When I was “let go” I had a mortgage, a car loan, a small student loan and a credit card balance or two. I did not possess the other most common form of American debt: medical debt. Though I needed the money, I was not eager to pursue another tenure-track position in philosophy.
I do not believe that I should have to struggle against sexism. I grew up believing I could do whatever I set my mind to (and have had that belief confirmed, time and time again), but then the reality of this weird cultural moment slapped me in the face. I signed my severance agreement the day after the 2016 US presidential election. Not worth the fight, I figured. America needs to do some soul searching, and so do I. I do not regret my decision. It was not worth my time or my energy, the twin currencies of my life. Instead, I set my sights on the regular kind of currency: money.
I never planned to achieve financial independence. Rather, I was extremely fortunate. I negotiated a good severance package, sold my house at a huge profit (after four short years of home ownership) and parlayed those funds to pay off all debts. Instead of prioritizing low-paying academic publications, I published a book about bikepacking the Arizona Trail. I practiced frugality like a madwoman, lowering my monthly bills to almost nothing.

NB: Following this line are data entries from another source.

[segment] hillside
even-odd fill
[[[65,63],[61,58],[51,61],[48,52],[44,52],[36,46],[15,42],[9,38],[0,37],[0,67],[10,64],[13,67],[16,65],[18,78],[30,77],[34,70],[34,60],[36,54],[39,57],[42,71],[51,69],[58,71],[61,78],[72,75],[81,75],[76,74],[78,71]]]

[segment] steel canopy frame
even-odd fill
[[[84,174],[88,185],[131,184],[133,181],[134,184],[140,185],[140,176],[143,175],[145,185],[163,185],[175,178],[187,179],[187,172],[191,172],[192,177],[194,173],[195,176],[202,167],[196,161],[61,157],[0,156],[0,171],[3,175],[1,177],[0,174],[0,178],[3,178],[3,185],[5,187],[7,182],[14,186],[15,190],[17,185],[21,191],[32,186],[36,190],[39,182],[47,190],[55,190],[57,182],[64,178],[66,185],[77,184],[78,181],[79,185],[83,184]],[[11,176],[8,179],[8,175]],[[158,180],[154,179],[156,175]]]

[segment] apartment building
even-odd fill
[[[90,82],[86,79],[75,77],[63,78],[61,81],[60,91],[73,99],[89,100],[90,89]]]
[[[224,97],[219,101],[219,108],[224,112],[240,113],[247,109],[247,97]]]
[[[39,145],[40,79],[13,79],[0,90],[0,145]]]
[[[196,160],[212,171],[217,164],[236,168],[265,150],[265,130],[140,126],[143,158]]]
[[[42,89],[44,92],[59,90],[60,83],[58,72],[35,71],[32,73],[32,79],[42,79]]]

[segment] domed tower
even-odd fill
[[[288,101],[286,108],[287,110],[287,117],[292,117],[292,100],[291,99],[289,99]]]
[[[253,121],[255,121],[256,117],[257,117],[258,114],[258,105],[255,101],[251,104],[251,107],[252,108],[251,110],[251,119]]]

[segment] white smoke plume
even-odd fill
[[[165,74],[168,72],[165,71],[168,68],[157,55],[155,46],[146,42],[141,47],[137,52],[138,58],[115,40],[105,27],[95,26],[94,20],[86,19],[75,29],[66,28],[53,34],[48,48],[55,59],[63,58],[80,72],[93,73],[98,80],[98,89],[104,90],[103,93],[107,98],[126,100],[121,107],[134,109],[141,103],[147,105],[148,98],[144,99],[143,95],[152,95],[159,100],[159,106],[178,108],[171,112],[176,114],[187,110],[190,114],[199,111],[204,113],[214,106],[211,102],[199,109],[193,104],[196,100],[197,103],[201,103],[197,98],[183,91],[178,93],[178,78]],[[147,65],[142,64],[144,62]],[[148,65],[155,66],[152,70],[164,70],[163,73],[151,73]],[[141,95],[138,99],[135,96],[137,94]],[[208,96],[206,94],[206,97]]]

My hard-won profits went toward a small condo, purchased for cash. Between savings, retirement accounts and (meager) book royalties, my finances are such that I only need to work half-time, minimum wage to live securely and comfortably. I am semi-retired, at age 33, and — so long as I invest wisely — I may fully retire at the regular retirement age. Yes, my job loss was a good thing, though it did not seem so at the time. Lemonade out of lemons!
So, the next salaried job I take (if any) will be on my terms. From hereon out, I contribute to society in ways that I define. Because, fundamentally, financial freedom is not about money. It is about having control over your time and your energy, such that you do not have to pursue an agenda you disagree with. You get to live your values, which is worth more than any amount of money. (To learn more about financial independence and living your values, check out Vicki Robin’s Your Money or Your Life, recently featured in Time Money.)
I still have hope in our institutions; but I also believe they will not change until we demand it — and that requires being no longer bound to them through financial (or medical) necessity. Why wait until you are 65 to achieve a measure of financial independence? Why spend an entire lifetime paying off your basic shelter, vehicle or education?
Is achieving financial freedom easy? Of course not, especially given our consumer culture. But it is worth more than a giant house or a nice car or all the cool vacations in the world. Because you own your own time. And that, my friends, is a priceless thing.